When mature adipocytes were treated with CTGF, the expression of the differentiation markers adiponectin and PPARγ were significantly reduced, although there was no change in lipid accumulation in the 3T3-L1 cells. Previous studies by others have shown that TGF-β1 can reverse the adipocyte phenotype or reduce expression of differentiation markers in mature adipocytes (10, 24, 53). As for TGF-β1, it may be that CTGF is not able to readily release preformed lipid from cells through lipolysis or overtly change their phenotype.

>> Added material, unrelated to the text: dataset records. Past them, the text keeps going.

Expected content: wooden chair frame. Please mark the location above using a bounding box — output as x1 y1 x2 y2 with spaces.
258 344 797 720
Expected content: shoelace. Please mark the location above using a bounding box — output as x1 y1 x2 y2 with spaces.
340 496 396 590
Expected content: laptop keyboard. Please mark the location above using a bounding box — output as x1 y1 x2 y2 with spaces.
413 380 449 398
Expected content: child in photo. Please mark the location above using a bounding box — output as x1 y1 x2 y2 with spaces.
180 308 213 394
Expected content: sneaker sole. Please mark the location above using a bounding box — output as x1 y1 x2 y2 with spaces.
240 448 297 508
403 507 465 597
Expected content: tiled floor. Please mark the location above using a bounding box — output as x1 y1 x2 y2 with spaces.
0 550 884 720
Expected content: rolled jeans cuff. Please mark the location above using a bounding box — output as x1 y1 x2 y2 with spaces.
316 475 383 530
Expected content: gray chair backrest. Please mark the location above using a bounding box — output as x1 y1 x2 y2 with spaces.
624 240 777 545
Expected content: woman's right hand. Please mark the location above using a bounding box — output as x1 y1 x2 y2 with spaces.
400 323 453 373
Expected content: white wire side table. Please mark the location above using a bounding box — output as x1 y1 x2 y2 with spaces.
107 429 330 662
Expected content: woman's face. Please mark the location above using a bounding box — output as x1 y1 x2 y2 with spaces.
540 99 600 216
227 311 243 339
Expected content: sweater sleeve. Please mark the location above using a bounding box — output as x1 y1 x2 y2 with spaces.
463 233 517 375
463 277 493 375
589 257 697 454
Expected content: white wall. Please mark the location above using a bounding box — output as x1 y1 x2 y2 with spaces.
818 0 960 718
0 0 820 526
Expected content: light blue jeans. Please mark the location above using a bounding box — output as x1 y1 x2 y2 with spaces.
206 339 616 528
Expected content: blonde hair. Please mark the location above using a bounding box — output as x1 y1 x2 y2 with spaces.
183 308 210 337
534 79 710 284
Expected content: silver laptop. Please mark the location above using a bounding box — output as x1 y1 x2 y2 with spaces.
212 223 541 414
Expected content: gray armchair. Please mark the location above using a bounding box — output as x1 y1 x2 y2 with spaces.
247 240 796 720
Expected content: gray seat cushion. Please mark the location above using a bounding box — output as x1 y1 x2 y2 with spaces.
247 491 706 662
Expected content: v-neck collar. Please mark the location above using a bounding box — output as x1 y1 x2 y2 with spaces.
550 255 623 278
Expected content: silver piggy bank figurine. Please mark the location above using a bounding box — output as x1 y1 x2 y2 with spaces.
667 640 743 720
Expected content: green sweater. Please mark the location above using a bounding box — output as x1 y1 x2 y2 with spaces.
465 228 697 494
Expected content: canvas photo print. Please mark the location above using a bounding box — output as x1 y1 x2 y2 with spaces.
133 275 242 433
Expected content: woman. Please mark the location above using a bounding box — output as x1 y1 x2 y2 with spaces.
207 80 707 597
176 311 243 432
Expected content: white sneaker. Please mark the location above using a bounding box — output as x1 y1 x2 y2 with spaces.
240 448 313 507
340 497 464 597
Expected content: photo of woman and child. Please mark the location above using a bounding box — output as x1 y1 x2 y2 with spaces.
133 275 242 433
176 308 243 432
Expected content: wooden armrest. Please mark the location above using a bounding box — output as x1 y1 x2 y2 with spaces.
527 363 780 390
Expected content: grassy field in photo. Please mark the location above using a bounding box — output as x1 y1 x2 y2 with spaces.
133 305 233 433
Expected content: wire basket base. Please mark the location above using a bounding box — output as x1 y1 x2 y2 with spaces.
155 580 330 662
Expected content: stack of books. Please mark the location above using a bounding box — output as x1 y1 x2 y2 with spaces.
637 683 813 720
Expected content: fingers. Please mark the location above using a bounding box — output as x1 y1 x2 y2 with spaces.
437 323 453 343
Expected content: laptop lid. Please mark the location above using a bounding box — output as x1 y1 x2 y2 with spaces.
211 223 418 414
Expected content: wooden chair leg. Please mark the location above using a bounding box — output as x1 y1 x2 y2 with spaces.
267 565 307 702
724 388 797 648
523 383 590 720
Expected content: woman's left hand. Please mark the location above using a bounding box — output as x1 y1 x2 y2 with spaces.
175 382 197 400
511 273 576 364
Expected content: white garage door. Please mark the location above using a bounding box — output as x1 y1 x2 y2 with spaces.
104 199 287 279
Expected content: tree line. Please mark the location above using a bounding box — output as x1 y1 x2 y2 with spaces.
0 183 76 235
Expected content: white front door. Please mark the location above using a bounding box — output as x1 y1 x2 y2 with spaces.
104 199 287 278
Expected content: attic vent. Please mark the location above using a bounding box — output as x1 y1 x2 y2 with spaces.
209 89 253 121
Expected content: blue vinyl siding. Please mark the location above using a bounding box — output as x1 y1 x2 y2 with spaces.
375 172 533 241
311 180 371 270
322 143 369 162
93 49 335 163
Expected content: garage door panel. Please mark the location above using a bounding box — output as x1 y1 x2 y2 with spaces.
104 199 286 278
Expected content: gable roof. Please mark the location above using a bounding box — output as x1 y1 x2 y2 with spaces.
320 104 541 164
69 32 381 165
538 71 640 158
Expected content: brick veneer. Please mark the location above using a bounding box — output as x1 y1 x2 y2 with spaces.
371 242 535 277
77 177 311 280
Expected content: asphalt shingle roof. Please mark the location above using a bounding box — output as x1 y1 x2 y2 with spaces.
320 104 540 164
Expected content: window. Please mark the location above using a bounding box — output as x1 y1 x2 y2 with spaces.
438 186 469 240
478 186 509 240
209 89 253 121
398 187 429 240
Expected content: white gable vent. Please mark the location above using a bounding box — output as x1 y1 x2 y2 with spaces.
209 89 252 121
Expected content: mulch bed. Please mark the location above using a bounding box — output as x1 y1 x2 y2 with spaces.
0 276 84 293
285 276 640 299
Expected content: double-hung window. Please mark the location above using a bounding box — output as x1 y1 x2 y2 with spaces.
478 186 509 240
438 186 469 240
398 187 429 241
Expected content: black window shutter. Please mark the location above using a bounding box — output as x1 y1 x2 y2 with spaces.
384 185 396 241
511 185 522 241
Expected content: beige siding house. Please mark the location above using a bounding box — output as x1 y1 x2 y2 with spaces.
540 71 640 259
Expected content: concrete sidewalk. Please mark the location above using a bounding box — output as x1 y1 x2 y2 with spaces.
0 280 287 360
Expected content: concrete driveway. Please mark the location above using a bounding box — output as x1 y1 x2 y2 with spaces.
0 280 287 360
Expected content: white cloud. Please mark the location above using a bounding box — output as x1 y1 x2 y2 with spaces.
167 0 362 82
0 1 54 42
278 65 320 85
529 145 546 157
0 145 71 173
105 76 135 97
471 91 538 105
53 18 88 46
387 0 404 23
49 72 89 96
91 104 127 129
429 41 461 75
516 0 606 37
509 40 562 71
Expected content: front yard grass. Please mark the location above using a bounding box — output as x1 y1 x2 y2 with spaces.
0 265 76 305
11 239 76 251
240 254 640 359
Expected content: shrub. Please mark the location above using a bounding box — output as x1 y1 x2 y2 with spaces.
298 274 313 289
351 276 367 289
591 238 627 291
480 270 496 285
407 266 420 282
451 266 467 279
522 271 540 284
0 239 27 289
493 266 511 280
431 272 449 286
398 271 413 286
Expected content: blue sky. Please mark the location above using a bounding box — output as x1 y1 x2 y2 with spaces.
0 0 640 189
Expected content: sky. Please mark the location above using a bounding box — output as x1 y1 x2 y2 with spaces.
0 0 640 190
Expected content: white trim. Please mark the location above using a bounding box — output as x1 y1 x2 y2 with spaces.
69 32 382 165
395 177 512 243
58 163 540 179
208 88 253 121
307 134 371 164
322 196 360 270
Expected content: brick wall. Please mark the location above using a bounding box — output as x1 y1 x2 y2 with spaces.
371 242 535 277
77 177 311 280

Before this report, CTGF had not been described in adipose tissue in animals or humans. Potential significance of the in vitro findings was affirmed in vivo, where CTGF was shown to be expressed in fat and gene expression levels were found to be higher in the central fat depot (epididymal fat) compared with subcutaneous fat. Thus CTGF bioactivity could potentially provide a link between the previously observed differing degree of differentiation of the adipocytes in differing fat depots (51). These findings are consistent with the concept that CTGF inhibits adipocyte differentiation in a central site and thus results in less well-differentiated adipocytes, which would limit their sensitivity to insulin. Future in vivo studies could examine potential effects of a high-fat diet and/or genetic obesity models on the expression of CTGF in fat depots, as well as effects of regulating CTGF in fat tissue in vivo.
In summary, this study shows that CTGF is downregulated during adipocyte differentiation. Intervention with exogenous CTGF protein before commitment or during differentiation was effective in the inhibition of adipocyte differentiation. CTGF also inhibited the expression of early C/EBP-β and later C/EBP-α, both of which are crucial transcription factors involved in the adipogenesis program. A higher CTGF expression seen in the central fat depots also suggests that CTGF may influence the degree of adipocyte differentiation in vivo and thus the formation of insulin-resistant adipocytes, and these studies form a precedent for exploring functions of CTGF in fat tissue. Future studies expanding on the mechanistic pathway(s) by which CTGF affects adipocyte differentiation, including the regulation of C/EBPs, as well as in vivo models of obesity and insulin resistance, would complement the novel findings reported in this work.
We acknowledge the Sesqui Foundation of the University of Sydney and the National Health and Medical Research Council of Australia for providing financial support for this project.